By: Norman Handler, Esquire
Published: May 21, 2018
Estate planning often falls to the bottom of our “to-do list”, because it is not a pleasant thing to think about and because none of us expect to need it anytime in the near future. And the probability is that most of us will not need it in the near future. But estate planning deals with possibilities, not probabilities, and it is possible that the need will arise. We have to plan to care of ourselves and our families, just in case the need does arrive sooner than expected.
Many people assume that estate planning is nothing more than “if I get hit by a car on the way home from work today, I need a Will so that I can pass my assets to my intended beneficiaries”. While having a Will is one piece of an estate plan (granted, a very important piece), it is by no means the only piece of an estate plan. This article will summarize all of the pieces.
During your lifetime, you need several different documents in case you were to become incapacitated:
- Power of Attorney, so the person of your choice would be able to manage your assets for you; in the absence of a Power of Attorney, the Court would select someone (who might not be a trusted family member) to do so for you, after a long and costly procedure.
- Health Care Directive, so the person of your choice would be able to make medical decisions for you; in the absence of a Health Care Directive, the doctors generally do not have to abide by the wishes of your family, especially when different family members have different opinions as to how to how to manage your health matters.

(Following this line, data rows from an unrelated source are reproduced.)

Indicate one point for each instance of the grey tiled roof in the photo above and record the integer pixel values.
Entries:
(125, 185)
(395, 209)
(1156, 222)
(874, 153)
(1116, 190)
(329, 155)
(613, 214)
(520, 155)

- Temporary Guardianship Document, if you have minor children, so the person of your choice would have the legal authority to make medical and legal decisions for them while you are unable or unavailable to do so yourself.

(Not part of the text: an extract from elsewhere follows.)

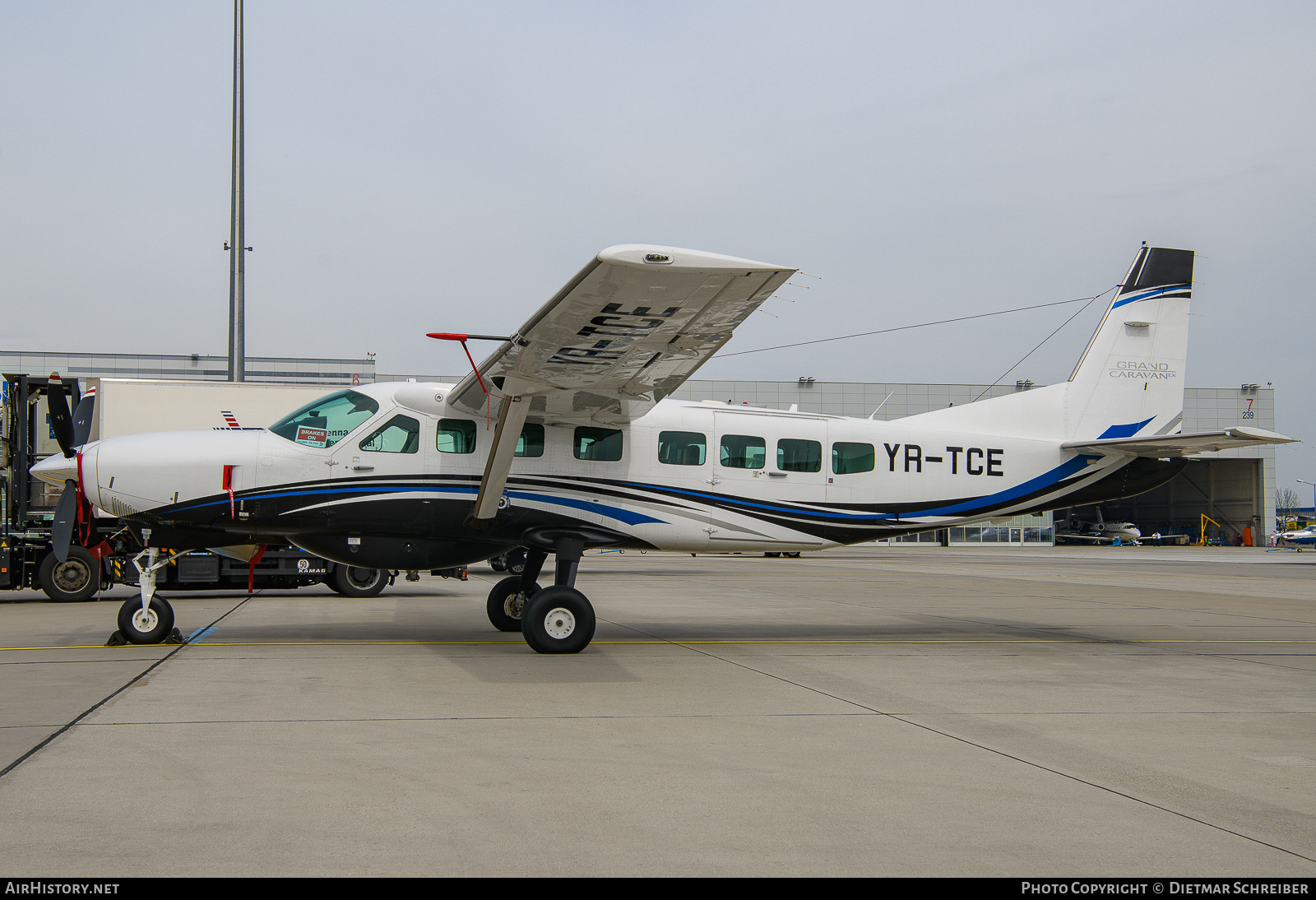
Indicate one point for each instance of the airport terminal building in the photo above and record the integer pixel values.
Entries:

Following your death, a Will is not the only method to pass your assets to your intended beneficiaries, there are actually 3 different methods of passing those assets:
- Joint property does not pass under your Will but rather, to the surviving joint owner by the title of the asset.

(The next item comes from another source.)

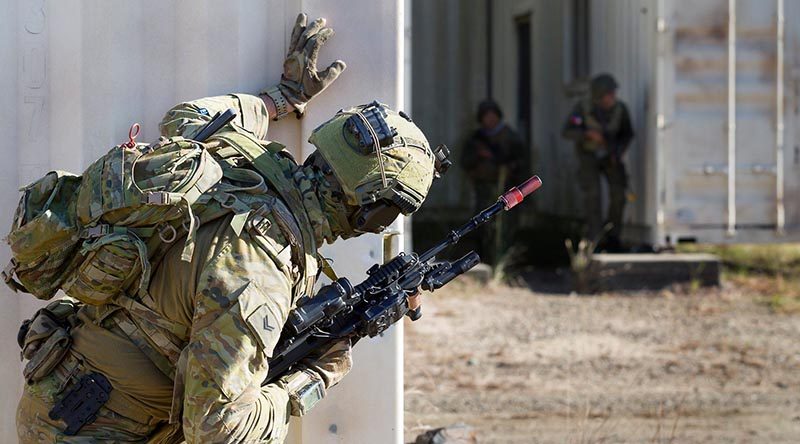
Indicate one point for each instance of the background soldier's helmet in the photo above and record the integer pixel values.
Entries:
(381, 186)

- Beneficiary Designation Assets (life insurance, pensions, annuities, Thrift Savings Plan accounts, IRA’s, etc.) also do not pass under your Will but rather by a form called a beneficiary designation.
- Only assets in your name alone pass under your Will.
Estate taxes also play a role in estate planning. All assets passing at your death are potentially subject to Federal and State estate taxes, except:
- The taxes are assessed only against your net estate, after funeral expenses, mortgages and other debts, and post-death expenses
- Any amounts passing to a U.S. citizen spouse or qualified charitable organizations are not subject to the tax
- Any amounts below the “tax exemption amount” are also not subject to the tax
— Federal exemption is currently $11,180,000 for a single person, and $22,360,000 for a married couple
– About a dozen states have state estate taxes, with exemptions varying between $1 million and $5,000,000 +
Probate – the government supervision of the executor properly doing his/her job, is relatively simple in some states but more complicated in other states and situations. In those later cases, consider a somewhat more complex approach to estate planning called a revocable living trust, where you put your assets into a trust so that they are not subject to probate.
After completing these documents, put your documents away in a safe place but don’t forget about them: circumstances, as well as the law, are constantly changing. Therefore, you should periodically review your estate plan (at least every 3 years, if not sooner, especially if you move to a different jurisdiction) to be certain that it remains current.
It is never too soon to begin doing your estate planning. When my daughter was 18, a friend of hers was killed in a traffic accident. I will never forget what she said to me between tears – “18 year old kids are not supposed to die”, to which I replied “and people my age are not supposed to die either – yet”, but these things happen. So get started on your estate planning now.